Crypto-related hacks fell to about $49 million in February, a sharp decline from the $385 million stolen in January, as attackers shifted toward phishing scams and wallet approval exploits.
A single breach involving Step Finance accounted for the majority of losses, with attackers draining roughly $30 million from the portfolio dashboard built on the Solana.
According to a report from Nominis, phishing campaigns and social engineering tactics increasingly drove attacks, targeting users rather than exploiting vulnerabilities in smart contracts.
Security researchers said the most common attack vector involved authorisation abuse, where victims unknowingly approved malicious wallet permissions allowing attackers to transfer funds.
Separate data from PeckShield estimated total February crypto losses at about $26.5 million, marking the lowest monthly exploit figure since March 2025.
The findings suggest that while large-scale protocol exploits declined, scammers are increasingly focusing on tricking individual users into signing fraudulent transactions.

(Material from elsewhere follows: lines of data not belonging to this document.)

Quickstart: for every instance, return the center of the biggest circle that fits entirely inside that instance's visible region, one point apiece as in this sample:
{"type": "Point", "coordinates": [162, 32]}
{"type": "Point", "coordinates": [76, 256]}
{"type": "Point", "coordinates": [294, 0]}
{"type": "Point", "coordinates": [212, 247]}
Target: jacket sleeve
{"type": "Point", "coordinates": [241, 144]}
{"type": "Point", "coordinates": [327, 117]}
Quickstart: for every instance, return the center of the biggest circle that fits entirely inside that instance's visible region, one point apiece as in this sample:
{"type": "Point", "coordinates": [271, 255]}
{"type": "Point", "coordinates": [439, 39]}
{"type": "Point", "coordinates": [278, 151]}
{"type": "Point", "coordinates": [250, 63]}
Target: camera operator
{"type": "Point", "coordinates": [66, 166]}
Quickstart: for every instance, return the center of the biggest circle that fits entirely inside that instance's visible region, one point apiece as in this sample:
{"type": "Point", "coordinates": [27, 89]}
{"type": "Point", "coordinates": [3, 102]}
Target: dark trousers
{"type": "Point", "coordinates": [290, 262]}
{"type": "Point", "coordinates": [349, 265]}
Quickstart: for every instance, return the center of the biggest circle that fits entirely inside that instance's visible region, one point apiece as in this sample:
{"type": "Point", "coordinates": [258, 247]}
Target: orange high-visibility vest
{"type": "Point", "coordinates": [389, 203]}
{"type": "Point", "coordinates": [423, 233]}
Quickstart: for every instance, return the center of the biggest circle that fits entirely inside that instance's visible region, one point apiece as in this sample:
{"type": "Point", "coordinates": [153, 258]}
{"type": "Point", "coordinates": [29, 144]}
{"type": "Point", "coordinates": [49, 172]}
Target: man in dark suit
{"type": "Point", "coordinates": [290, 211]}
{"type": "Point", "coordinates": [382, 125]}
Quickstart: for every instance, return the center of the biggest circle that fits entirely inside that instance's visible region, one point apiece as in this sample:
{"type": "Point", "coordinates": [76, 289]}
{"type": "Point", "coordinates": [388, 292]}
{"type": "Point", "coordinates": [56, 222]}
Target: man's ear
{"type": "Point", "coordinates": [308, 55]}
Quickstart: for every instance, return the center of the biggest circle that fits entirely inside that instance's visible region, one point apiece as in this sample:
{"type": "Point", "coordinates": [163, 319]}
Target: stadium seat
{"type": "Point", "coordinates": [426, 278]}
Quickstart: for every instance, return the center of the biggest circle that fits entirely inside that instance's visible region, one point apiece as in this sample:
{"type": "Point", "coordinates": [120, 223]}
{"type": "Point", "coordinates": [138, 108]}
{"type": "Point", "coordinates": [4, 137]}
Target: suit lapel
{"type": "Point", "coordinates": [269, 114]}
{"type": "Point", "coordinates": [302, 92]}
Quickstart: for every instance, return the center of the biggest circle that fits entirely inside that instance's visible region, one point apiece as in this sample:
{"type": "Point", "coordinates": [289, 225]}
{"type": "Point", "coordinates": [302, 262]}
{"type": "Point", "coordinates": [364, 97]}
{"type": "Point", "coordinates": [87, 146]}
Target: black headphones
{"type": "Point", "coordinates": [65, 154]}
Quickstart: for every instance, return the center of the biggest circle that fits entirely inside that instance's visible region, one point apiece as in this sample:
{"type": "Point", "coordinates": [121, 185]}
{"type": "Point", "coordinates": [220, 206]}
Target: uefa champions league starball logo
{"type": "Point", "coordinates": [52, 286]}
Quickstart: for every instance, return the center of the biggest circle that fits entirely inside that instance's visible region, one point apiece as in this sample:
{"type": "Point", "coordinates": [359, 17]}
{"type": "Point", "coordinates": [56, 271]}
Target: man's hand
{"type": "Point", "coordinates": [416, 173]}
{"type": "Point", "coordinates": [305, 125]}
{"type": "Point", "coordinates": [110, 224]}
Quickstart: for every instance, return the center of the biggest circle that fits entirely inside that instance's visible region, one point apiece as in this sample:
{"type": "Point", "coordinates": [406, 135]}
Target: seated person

Crypto exchange Bybit said its fraud-prevention system blocked more than $300 million in unauthorised withdrawals in the final quarter of last year by flagging around 350 high-risk addresses.
Despite improving security tools, blockchain analytics firm Chainalysis estimates that hacks and scams still resulted in roughly $3.4 billion in losses across the industry last year.
At the time of reporting, Solana price was $86.01.